Obama reclutó entonces a cientos de voluntarios, recaudó fondos entre millonarios locales y convenció a los propietarios de las franquicias de McDonald’s de que permitieran montar mesas para registrar a votantes dentro de sus restaurantes. Aquel empeño, conocido como Project Vote, rescató de la abstención unos 150,000 votantes y ayudó a elegir a Carol Moseley Braun, la primera senadora afroamericana de Estados Unidos.
Casi tres décadas después de aquel empeño, la gira de Obama no ha pasado inadvertida para su sucesor, que ha criticado su legado y se ha referido a él como “Barack H. Obama” enfatizando en tono xenófobo la inicial de su segundo nombre: Hussein. El expresidente no ha respondido a la provocación, pero ha criticado a menudo a Trump durante la campaña y lo ha presentado como un político que no dice la verdad.

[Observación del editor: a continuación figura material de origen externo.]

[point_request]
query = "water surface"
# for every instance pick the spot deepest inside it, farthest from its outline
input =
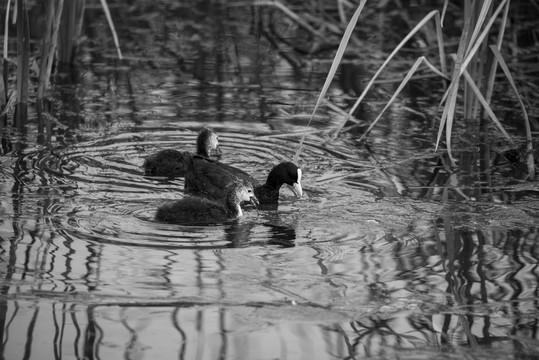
(370, 263)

Trump y Obama se han cruzado a menudo en esta recta final de la campaña. Ambos han estado en estados decisivos como Florida, Georgia o Indiana y han hecho lo posible por llevar a sus seguidores a votar. Pero los republicanos han medido con tiento las apariciones del presidente y lo han mantenido alejado de distritos urbanos y estados ajustados donde su presencia puede ser contraproducente para cualquier republicano local.